One of the alt-right’s most popular arguments is that Imperium should focus on more pressing issues, like Islamic extremism. Firstly, most terrorist acts in the US are committed by non-Muslim Americans. Even if Muslims were the most deadly terrorists in the US, is a film only allowed to show a fictionalized version of society’s most pressing issues? Would these same people criticize films about serial killers because most murders aren’t caused by serial killers?

Of course, there were also IMDB users who openly defend groups like the KKK and the Aryan Nation since there is nothing wrong with having white pride. Even groups that are openly racist reject the label of “racist”, which is why phrases like “I’m not racist but…” are so popular nowadays. I won’t spend anytime trying to enlighten such people.

I read American Swastika: Inside the White Power Movement’s Hidden Spaces of Hate for a university assignment and was interested to see if this film would reflect any of the case studies explored in the book.

One key theme of the book is that white supremacists are no longer just uneducated rednecks. It is comforting to think that white supremacists all live in the back woods, but that is not fact. American Swastika explored white supremacists of varying education levels, classes and careers. Off the top of my head, one of them was a manager at a technical support company. Many of the ones studied were middle-class or upper-middle class, just like the white supremacists we see in the film. Many of the white supremacists in American Swastika were typical suburban families in many ways, which only makes them more unsettling. The whole point of the book is that someone in your neighbourhood, or maybe even your neighbour, could be a white supremacist.

There was one post on IMDB where a user criticized the film for showing a white supremacist barbecue where one of the wives was serving cupcakes decorated with swastikas.

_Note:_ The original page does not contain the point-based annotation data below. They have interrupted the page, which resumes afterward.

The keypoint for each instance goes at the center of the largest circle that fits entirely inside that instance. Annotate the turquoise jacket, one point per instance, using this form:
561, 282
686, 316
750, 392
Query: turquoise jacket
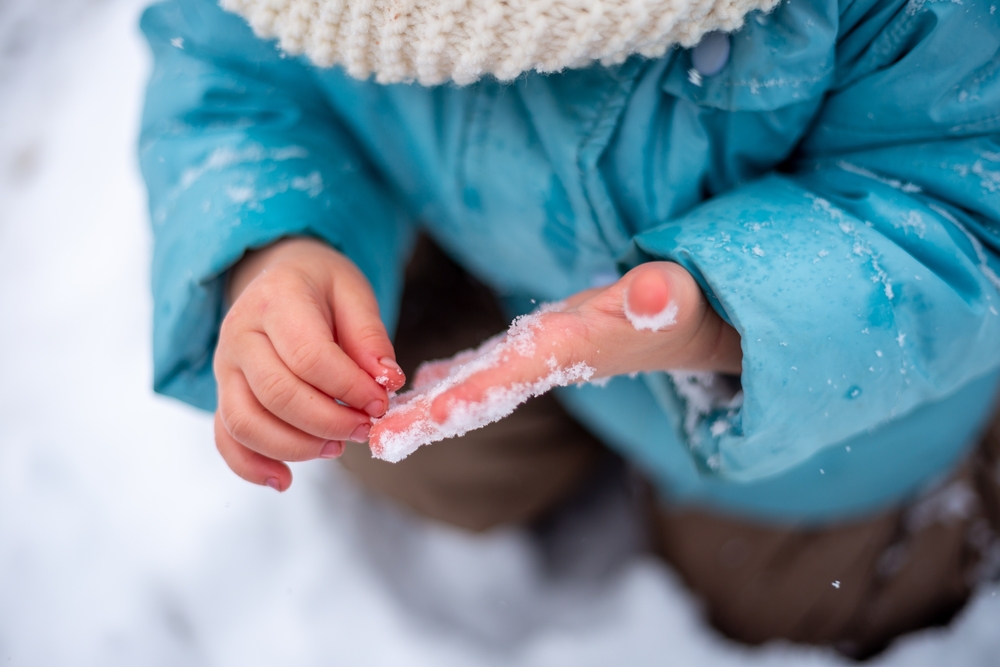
835, 190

The cupcakes might seem over the top but American Swastika describes birthday parties where parents would decorate their children’s cakes with white supremacist symbols. Homes are a “safe space” where people can invite other like-minded individuals and unabashedly embrace their views. However, it is easier to see the cupcakes and dismiss it as the work of liberals instead of realizing that such gatherings happen every year in the US. This poster obviously didn’t do his own research either. He saw the cupcakes, and assumed that they were a ridiculous Hollywood creation. Since he calls out “liberals” for their supposed mistake, we can assume he is a conservative and probably someone who was watching the movie feeling like he was personally being attacked. Therefore, he was eager to pick apart the film’s premise and portrayal of white supremacists.

White supremacists aren’t such a fanatical “lunatic fringe” any longer. They realize the importance of blending in from day to day, whether it is in the suburbs, or in a diverse urban environment. Imperium portrays them accurately and if this accurate portrayal scares you, good. It’s supposed to.